Geneious Prime enhances access to bioinformatics by converting raw datasets into intuitive visual representations that facilitate sequence analysis in a user-friendly manner. It offers straightforward sequence assembly along with the convenient editing of contigs. Users benefit from automatic gene prediction, motif identification, translation, and variant calling through its annotation features. It also allows for the genotyping of microsatellite traces using automated ladder fitting and peak calling, producing comprehensive tables of alleles. The platform showcases beautifully designed visualizations of annotated genomes and assemblies, presented in a customizable sequence view that enhances user experience. Furthermore, it supports powerful analyses of SNP variants, simplifies RNA-Seq expression evaluations, and assists in amplicon metagenomics. Users can also design and test PCR and sequencing primers while developing their own searchable primer database. Additionally, Geneious Biologics provides a versatile, scalable, and secure solution to optimize workflows for antibody analysis, enabling the creation of high-quality libraries and the selection of the most suitable therapeutic candidates. This integration of tools fosters greater efficiency and innovation in biological research.
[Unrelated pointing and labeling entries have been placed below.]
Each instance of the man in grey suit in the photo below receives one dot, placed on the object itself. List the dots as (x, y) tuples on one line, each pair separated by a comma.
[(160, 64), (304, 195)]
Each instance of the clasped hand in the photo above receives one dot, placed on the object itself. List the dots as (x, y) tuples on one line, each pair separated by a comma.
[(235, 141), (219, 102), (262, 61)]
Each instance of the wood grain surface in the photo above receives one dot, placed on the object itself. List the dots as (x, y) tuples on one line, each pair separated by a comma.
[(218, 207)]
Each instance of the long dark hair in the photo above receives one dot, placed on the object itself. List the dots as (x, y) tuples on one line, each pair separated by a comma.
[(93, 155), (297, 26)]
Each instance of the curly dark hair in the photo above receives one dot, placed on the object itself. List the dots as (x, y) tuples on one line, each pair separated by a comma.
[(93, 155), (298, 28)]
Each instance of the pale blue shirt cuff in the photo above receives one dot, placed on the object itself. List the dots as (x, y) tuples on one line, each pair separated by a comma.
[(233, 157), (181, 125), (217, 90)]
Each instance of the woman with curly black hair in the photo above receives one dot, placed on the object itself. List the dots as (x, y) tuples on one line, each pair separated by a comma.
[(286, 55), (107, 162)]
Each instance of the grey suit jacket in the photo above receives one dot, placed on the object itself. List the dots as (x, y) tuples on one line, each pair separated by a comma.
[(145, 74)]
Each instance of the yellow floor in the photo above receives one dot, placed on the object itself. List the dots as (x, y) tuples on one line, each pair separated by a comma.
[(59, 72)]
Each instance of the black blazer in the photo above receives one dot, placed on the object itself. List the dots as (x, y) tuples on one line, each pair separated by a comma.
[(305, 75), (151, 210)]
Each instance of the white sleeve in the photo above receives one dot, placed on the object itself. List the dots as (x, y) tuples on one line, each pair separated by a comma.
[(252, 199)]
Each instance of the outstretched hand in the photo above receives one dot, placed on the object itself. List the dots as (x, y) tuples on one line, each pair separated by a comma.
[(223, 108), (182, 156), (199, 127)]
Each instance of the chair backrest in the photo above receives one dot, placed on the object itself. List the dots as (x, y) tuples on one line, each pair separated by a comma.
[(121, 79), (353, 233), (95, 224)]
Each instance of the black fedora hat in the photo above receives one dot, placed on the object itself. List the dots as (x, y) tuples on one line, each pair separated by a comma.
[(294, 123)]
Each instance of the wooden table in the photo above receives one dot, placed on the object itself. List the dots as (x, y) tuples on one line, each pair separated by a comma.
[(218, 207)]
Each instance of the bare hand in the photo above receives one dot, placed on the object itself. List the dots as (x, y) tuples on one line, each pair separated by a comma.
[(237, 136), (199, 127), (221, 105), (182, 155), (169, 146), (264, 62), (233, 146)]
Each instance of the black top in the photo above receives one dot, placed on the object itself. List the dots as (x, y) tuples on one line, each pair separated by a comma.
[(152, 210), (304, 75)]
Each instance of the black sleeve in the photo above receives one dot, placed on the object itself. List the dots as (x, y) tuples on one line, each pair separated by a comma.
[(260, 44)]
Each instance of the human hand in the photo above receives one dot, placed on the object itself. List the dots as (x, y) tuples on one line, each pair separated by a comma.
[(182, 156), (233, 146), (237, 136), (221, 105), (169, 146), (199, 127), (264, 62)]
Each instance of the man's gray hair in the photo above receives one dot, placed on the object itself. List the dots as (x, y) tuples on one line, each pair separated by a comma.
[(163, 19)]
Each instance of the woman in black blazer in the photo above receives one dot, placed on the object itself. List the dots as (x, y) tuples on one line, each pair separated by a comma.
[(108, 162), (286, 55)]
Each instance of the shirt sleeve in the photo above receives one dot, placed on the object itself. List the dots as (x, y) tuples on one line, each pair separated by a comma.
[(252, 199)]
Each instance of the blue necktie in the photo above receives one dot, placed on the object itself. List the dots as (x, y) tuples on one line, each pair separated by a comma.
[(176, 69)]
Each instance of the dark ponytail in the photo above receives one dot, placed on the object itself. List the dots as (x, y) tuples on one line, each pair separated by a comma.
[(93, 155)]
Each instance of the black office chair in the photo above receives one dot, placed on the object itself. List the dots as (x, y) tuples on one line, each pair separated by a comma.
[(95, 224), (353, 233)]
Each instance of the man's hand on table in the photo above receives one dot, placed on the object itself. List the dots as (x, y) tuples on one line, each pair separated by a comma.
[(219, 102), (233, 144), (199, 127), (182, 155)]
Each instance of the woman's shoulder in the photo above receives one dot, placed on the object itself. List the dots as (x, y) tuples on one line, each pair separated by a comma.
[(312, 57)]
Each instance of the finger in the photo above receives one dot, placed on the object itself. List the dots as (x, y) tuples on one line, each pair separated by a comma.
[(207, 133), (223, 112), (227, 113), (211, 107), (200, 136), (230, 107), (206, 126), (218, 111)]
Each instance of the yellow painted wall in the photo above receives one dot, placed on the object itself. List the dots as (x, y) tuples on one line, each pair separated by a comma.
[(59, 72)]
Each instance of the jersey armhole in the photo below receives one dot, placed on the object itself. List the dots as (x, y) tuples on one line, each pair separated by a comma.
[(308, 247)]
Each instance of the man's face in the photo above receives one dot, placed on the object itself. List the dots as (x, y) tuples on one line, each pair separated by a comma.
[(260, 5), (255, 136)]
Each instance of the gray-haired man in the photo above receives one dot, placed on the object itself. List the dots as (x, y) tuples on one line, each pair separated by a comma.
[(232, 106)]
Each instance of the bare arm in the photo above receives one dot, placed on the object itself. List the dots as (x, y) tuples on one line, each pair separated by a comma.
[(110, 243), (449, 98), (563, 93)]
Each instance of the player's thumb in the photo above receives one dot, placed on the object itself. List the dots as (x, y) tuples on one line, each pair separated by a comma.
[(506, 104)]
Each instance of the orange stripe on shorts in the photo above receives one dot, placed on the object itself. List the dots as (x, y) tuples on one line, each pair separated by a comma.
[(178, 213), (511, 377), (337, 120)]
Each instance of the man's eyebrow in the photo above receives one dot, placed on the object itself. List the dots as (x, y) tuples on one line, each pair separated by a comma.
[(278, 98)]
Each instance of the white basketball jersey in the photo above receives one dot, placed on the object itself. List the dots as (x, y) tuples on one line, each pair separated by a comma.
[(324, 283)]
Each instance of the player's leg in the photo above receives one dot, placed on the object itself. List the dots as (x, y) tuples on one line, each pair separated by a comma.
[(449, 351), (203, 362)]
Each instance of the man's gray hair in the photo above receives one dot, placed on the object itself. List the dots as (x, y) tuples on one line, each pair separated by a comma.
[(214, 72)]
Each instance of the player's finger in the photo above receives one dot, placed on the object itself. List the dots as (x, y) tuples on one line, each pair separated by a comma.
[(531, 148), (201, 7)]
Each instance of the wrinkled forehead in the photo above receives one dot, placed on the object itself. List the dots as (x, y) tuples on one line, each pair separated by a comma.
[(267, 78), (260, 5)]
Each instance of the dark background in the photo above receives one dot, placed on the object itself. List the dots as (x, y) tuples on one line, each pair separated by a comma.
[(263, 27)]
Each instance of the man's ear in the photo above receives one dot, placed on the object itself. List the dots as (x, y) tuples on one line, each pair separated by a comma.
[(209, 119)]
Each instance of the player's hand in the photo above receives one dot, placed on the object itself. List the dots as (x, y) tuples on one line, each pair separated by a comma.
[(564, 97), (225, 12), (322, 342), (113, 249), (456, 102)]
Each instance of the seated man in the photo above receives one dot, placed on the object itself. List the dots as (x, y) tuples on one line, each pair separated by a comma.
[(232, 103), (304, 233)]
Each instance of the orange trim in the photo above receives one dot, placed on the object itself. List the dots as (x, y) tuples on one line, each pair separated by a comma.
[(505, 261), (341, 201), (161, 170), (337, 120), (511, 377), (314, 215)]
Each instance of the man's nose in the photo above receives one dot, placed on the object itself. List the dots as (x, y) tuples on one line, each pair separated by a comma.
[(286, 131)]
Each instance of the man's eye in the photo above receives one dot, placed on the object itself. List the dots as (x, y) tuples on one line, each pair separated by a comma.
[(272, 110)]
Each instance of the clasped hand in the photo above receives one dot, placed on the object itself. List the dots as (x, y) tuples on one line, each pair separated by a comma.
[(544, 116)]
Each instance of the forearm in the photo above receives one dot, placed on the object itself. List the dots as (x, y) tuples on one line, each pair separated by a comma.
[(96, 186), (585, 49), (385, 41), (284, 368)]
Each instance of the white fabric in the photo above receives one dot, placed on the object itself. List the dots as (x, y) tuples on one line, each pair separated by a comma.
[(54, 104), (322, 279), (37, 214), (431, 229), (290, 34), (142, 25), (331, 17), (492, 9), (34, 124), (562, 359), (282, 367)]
Transform your single-cell RNA sequencing data into actionable insights using Cellenics software, which is hosted by Biomage as a community instance of this open-source analytics tool developed at Harvard Medical School. This platform empowers biologists to delve into single-cell datasets without the need for coding, while facilitating collaboration between scientists and bioinformaticians. Within just a few hours, it can convert count matrices into publication-ready figures, integrating effortlessly into your existing workflow. Cellenics is designed to be fast, interactive, and user-friendly, as well as being cloud-based, secure, and scalable to meet various research needs. The community instance provided by Biomage is available at no cost for academic researchers working with smaller to medium-sized datasets, accommodating up to 500,000 cells. Currently, over 3000 academic researchers engaged in studies related to cancer, cardiovascular health, and developmental biology are utilizing this powerful tool. This collaborative environment not only enhances research capabilities but also accelerates the discovery process in various scientific fields.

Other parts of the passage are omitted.